The bill increases transparency, victim participation, and institutional oversight of presidential clemency—improving public accountability and safeguards—at the cost of slower clemency action, added administrative and compliance burdens, some privacy risks for investigations, and potential legal disputes over new definitions.
All Americans gain substantially greater transparency and accountability around presidential clemency because decisions must include contemporaneous written explanations, be made publicly available, and be reported to Congress (including biennial oversight studies).
Crime victims and their families get a clearer statutory definition of 'victim' and a formal channel to submit written statements before or after clemency, improving consistency and ensuring victims' views are documented in the clemency record.
The public and oversight bodies gain visibility into who is lobbying the President for clemency through near-immediate registration and required disclosure of clemency-related lobbying contacts, helping detect undue influence.
The new notice, explanation, and reporting requirements are likely to slow or constrain the President's ability to grant timely clemency and may chill candid internal deliberations.
The Act imposes additional administrative and compliance costs across the Executive Branch, the Pardon Attorney's office, and on lobbyists/organizations (preparing explanations, collecting statements, filing rapid reports, and producing biennial studies).
Documenting and sharing law enforcement opinions and investigatory details risks exposing sensitive information about ongoing investigations or prosecutions.
Based on analysis of 7 sections of legislative text.
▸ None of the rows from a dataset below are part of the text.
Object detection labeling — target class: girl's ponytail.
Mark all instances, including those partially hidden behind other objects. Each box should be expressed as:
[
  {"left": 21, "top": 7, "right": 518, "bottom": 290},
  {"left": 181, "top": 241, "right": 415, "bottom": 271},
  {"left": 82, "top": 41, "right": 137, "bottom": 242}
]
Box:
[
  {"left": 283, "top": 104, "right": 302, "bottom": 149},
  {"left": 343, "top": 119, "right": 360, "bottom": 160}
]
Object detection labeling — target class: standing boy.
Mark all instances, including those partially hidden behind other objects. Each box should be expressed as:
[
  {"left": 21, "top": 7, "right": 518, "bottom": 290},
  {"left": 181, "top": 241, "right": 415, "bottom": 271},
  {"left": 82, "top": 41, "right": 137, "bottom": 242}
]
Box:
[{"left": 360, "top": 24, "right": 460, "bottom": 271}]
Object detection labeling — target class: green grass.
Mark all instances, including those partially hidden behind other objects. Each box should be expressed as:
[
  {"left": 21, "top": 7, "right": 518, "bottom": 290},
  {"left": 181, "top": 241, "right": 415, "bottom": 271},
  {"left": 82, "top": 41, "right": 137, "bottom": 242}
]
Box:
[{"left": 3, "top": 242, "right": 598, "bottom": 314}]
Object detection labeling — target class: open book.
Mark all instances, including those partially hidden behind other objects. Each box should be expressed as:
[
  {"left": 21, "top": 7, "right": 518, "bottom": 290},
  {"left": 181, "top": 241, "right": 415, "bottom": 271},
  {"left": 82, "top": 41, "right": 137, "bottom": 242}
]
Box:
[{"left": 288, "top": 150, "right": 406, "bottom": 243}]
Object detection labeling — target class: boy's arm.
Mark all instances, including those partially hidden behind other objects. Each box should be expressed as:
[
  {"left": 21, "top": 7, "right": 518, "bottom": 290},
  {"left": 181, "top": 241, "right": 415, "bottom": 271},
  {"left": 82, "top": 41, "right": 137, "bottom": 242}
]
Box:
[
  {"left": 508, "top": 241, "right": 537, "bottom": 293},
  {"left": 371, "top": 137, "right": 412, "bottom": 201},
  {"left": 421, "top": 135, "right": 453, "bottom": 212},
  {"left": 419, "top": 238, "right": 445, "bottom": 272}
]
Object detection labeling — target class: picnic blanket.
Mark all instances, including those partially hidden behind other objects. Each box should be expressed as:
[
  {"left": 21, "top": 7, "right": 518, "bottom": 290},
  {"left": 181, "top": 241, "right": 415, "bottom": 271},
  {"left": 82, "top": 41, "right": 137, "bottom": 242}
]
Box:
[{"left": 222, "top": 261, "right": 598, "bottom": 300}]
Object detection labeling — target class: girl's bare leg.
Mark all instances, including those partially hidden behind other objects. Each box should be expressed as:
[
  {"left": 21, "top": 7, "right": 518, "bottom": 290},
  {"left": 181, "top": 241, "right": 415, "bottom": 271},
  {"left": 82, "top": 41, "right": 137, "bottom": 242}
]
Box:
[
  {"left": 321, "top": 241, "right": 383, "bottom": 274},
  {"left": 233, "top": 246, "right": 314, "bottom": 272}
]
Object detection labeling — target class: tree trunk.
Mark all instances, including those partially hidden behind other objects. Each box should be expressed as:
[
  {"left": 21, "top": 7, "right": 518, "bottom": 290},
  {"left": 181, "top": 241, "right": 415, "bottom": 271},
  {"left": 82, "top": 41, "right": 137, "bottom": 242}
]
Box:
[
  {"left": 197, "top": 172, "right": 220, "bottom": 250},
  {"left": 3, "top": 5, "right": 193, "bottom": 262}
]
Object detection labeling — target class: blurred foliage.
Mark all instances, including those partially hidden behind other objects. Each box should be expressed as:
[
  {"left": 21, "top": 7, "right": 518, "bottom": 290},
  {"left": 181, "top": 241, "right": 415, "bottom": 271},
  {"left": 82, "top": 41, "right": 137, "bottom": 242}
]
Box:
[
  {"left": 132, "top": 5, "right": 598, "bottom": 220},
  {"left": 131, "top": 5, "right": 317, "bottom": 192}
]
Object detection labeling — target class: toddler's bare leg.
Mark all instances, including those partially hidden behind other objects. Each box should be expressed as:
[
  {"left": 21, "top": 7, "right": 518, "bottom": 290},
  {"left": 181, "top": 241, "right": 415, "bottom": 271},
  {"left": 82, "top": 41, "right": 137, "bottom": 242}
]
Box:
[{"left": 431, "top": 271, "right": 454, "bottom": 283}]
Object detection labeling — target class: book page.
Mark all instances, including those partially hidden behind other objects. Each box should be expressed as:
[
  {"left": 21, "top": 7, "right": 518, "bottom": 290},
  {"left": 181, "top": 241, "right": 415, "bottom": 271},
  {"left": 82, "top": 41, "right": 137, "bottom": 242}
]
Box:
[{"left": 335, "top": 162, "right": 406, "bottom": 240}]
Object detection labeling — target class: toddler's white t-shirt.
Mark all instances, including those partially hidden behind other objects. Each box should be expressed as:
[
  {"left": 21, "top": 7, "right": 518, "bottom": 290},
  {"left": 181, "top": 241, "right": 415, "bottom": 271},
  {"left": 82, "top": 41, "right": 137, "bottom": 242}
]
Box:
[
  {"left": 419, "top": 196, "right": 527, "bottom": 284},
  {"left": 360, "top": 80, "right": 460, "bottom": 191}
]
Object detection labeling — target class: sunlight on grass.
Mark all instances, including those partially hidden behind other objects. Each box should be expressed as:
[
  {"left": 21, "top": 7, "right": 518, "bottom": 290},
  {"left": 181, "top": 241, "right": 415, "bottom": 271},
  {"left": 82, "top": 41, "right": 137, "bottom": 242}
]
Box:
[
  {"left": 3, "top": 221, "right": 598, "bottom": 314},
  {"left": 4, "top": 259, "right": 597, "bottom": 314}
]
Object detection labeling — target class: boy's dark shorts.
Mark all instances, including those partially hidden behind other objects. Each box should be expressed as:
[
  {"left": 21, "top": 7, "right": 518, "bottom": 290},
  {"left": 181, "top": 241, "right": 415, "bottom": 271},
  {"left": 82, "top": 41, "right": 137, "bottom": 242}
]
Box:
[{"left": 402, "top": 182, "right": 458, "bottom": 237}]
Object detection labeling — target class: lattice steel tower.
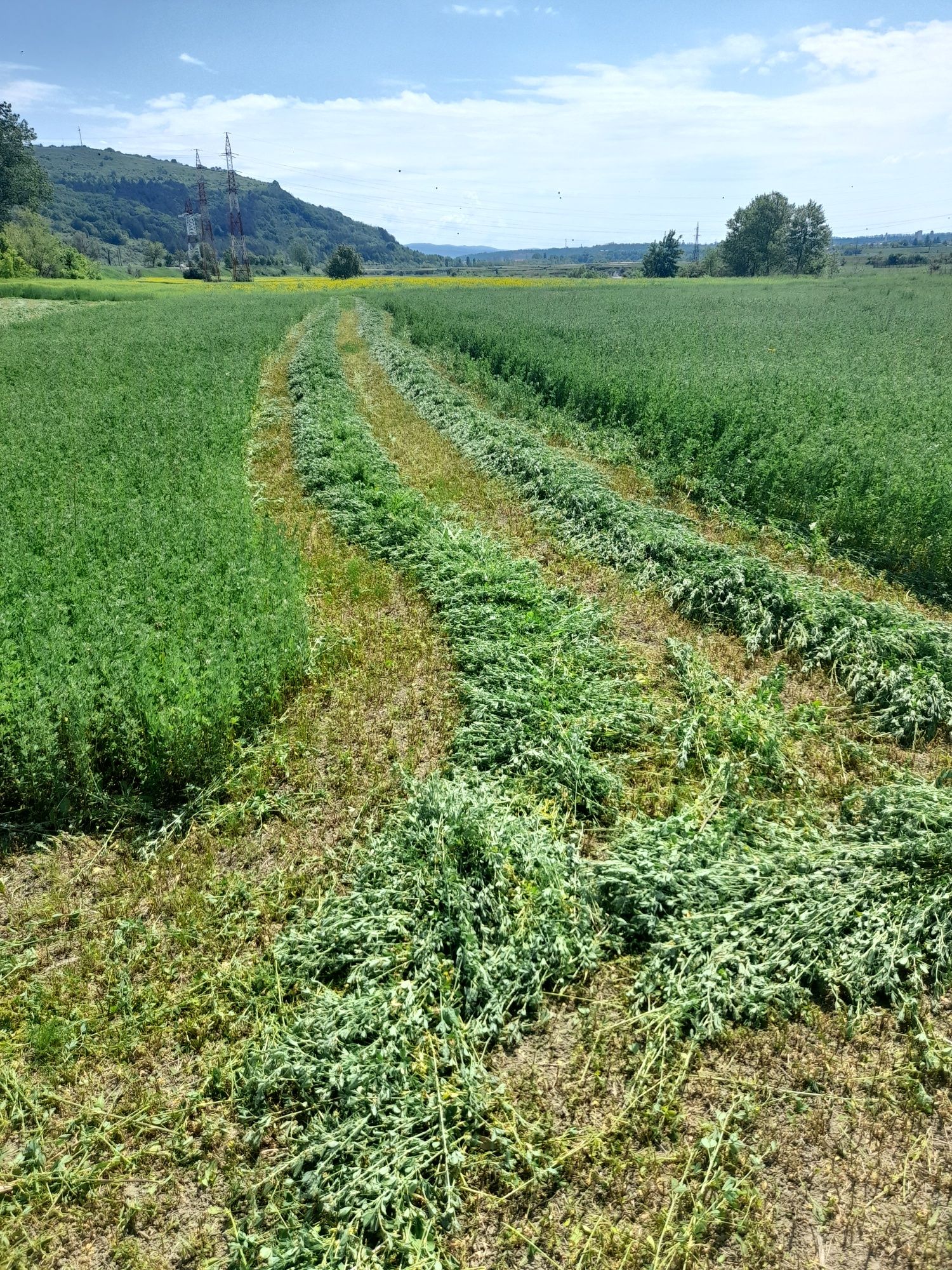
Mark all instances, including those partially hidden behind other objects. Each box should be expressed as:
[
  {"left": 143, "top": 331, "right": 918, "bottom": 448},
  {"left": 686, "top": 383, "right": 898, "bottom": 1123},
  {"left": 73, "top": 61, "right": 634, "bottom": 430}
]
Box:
[
  {"left": 195, "top": 150, "right": 221, "bottom": 282},
  {"left": 225, "top": 132, "right": 251, "bottom": 282},
  {"left": 179, "top": 198, "right": 202, "bottom": 268}
]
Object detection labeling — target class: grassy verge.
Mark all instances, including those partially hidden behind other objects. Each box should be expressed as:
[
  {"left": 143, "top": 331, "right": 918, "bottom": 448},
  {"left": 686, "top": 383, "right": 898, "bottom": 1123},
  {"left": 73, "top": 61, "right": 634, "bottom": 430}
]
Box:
[{"left": 363, "top": 301, "right": 952, "bottom": 742}]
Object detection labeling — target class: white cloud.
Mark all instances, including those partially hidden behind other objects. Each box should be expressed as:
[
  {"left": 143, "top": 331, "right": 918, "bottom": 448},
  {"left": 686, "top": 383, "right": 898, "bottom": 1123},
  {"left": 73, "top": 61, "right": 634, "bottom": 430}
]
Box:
[
  {"left": 443, "top": 4, "right": 519, "bottom": 18},
  {"left": 0, "top": 79, "right": 66, "bottom": 113},
  {"left": 41, "top": 22, "right": 952, "bottom": 246}
]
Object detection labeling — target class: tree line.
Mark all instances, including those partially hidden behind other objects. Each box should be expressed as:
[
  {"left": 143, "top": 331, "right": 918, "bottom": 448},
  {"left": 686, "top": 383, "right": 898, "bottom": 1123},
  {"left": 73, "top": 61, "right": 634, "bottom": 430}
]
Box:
[
  {"left": 0, "top": 102, "right": 96, "bottom": 278},
  {"left": 641, "top": 189, "right": 833, "bottom": 278}
]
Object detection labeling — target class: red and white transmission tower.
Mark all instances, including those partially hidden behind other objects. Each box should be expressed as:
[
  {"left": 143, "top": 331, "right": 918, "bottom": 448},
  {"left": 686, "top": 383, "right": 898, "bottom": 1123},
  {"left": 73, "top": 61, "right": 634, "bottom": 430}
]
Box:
[
  {"left": 225, "top": 132, "right": 251, "bottom": 282},
  {"left": 195, "top": 150, "right": 221, "bottom": 282}
]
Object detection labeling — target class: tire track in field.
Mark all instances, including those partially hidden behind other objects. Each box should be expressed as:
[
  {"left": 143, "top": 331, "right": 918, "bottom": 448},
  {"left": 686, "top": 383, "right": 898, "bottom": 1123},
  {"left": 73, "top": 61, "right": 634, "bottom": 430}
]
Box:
[
  {"left": 338, "top": 309, "right": 947, "bottom": 803},
  {"left": 432, "top": 335, "right": 952, "bottom": 621},
  {"left": 0, "top": 315, "right": 457, "bottom": 1270}
]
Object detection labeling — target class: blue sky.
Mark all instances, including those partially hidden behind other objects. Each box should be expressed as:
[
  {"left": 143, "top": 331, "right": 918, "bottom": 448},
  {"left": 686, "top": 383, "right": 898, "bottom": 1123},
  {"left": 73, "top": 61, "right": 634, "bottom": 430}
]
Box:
[{"left": 0, "top": 0, "right": 952, "bottom": 246}]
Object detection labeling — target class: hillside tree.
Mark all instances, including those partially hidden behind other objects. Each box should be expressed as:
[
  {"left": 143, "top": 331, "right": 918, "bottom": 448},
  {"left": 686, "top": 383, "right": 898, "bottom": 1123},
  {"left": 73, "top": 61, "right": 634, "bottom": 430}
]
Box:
[
  {"left": 324, "top": 243, "right": 363, "bottom": 278},
  {"left": 641, "top": 230, "right": 684, "bottom": 278},
  {"left": 0, "top": 102, "right": 53, "bottom": 225},
  {"left": 289, "top": 239, "right": 314, "bottom": 273},
  {"left": 142, "top": 239, "right": 165, "bottom": 268}
]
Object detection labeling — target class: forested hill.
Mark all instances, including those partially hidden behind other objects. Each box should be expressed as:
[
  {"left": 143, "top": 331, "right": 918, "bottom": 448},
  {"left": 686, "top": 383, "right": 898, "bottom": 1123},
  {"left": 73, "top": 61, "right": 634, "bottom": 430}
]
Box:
[{"left": 34, "top": 146, "right": 424, "bottom": 265}]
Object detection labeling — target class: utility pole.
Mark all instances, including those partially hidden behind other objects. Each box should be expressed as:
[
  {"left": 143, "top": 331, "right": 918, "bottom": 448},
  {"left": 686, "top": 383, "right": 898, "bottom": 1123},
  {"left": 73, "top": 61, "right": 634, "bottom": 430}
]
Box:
[
  {"left": 195, "top": 150, "right": 221, "bottom": 282},
  {"left": 225, "top": 132, "right": 251, "bottom": 282}
]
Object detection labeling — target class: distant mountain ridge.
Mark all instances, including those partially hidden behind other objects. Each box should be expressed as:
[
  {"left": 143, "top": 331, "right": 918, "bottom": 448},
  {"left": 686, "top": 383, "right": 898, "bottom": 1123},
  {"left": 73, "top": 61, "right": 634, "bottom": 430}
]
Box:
[
  {"left": 33, "top": 146, "right": 430, "bottom": 267},
  {"left": 406, "top": 243, "right": 499, "bottom": 260}
]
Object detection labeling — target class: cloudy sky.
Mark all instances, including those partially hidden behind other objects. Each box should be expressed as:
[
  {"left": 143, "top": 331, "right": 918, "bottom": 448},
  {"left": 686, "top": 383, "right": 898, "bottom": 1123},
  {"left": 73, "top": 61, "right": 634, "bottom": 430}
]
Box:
[{"left": 0, "top": 0, "right": 952, "bottom": 246}]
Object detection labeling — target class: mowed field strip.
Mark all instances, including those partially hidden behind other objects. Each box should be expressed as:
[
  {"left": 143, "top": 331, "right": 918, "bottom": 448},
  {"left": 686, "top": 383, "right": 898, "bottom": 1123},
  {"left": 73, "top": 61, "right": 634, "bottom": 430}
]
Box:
[{"left": 0, "top": 279, "right": 952, "bottom": 1270}]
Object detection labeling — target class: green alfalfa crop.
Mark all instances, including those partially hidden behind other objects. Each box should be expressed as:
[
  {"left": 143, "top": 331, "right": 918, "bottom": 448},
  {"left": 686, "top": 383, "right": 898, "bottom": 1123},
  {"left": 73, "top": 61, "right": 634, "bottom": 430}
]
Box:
[
  {"left": 362, "top": 306, "right": 952, "bottom": 742},
  {"left": 234, "top": 302, "right": 948, "bottom": 1270},
  {"left": 595, "top": 784, "right": 952, "bottom": 1039},
  {"left": 235, "top": 306, "right": 645, "bottom": 1267}
]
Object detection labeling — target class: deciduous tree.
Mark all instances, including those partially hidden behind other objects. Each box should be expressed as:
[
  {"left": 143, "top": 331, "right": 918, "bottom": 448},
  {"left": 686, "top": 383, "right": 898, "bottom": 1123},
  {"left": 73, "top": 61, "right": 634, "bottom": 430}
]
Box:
[
  {"left": 641, "top": 230, "right": 684, "bottom": 278},
  {"left": 324, "top": 243, "right": 363, "bottom": 278},
  {"left": 0, "top": 102, "right": 53, "bottom": 225},
  {"left": 721, "top": 189, "right": 793, "bottom": 277},
  {"left": 787, "top": 198, "right": 833, "bottom": 273}
]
Introduced January 25, 2025 by Richard Blumenthal · Last progress January 25, 2025
Requires the President to publish a written, same‑day explanation whenever a pardon, commutation, reprieve, or remission of fines is granted, and requires the Department of Justice pardon office to prepare and deliver Justice Impact Statements describing victim outreach, victim statements, and law‑enforcement views whenever the President is known to be considering clemency. It also tightens lobbying disclosure rules for anyone lobbying about potential pardons, and mandates periodic DOJ studies and reports on compliance.